Hollande says Brexit won’t change Channel migrant deal

President Francois Hollande said on Wednesday that the Brexit vote won't change a deal to stop migrants crossing the Channel, which led to many being stuck at camps in Calais.

Hollande says Brexit won't change Channel migrant deal
The Calais Jungle. Photo: AFP
“To question the Le Touquet accord because Britain is going to leave the EU has no sense,” Hollande told reporters in Brussels at the end of European Council summit.
The president's comments come just days after the majority of voters in the UK voted to Leave the EU.
The vote prompted some politicians in France to call for the border to be moved across the Channel to the UK.  
The topic has been a hot one in France and the UK, not least due to the fact that Calais in northern France is home to thousands of migrants who live in squalor in a campsite, eager to cross into the UK. 
The choice of Calais as the border post comes from the 2003 Le Touquet treaty.
That agreement effectively allowed Britain to move its border to the French side of the Channel. With border controls carried out on French soil it meant illegal immigrants could be barred from Britain without even making it there.
Although the agreement was reciprocal, there are not thousands of migrants trying to get from the UK to France, hence the feeling from some that France was hard done by.
Calls for France to scrap the treaty have been made by the outspoken mayor of besieged Calais, former ministers as well as by France’s national Commission for Human Rights.
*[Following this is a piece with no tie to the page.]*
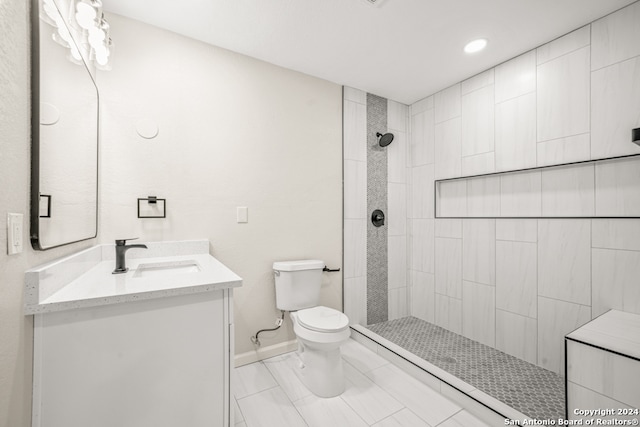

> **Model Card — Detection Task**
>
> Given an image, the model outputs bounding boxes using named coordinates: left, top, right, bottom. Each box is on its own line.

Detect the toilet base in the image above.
left=294, top=338, right=344, bottom=397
“This tragic situation is largely the consequence of the signing of several bilateral treaties and arrangements between France and the UK,” said the commission in a statement on the topic last year. 

The commission added that “tangle of treaties”, which are largely in contradiction of EU law “leads to France becoming the police arm of British migration policy.”

Could France actually scrap the deal if it wanted?

The last article of the treaty of Touquet grants the two signatory powers the option of ending the treaty “at any time”, simply by informing the other party in writing, via diplomatic channels. There would however be a two-year delay before the change came into effect.

France also has powers to make changes to the treaty by a “simple exchange of notes” as well as taking the more drastic measure of employing its right to “take all necessary measures to safeguard its sovereignty and security”.

If President François Hollande’s under-pressure government had chosen to change the deal, it would have been a hugely controversial move, according to professor Pierre-Yves Monjal, a public law specialist from the University of Tours in France.

“Parliament could be consulted but it is not mandatory. It would simply be enough if France announced to the UK that it was no longer willing to apply Le Touquet treaty,” he recently told L’Express magazine.

That move would almost certainly provoke a diplomatic crisis as well as a legal wrangle as London would likely challenge the decision at a national and European level.

The question of money would also play a part. In 2014 London agreed to hand over an extra €15 million over three years to help deal with the crisis in Calais.

And last year the UK said another €7 million would be made available to increase security at the port and Eurostar terminal.

If the French ever told the UK to move back its borders, there would still be an urgent security crisis in Calais, except the British would likely withdraw their financial help.

And the fear in France is that even more migrants would head to Calais if they thought it would be easier to get to Britain.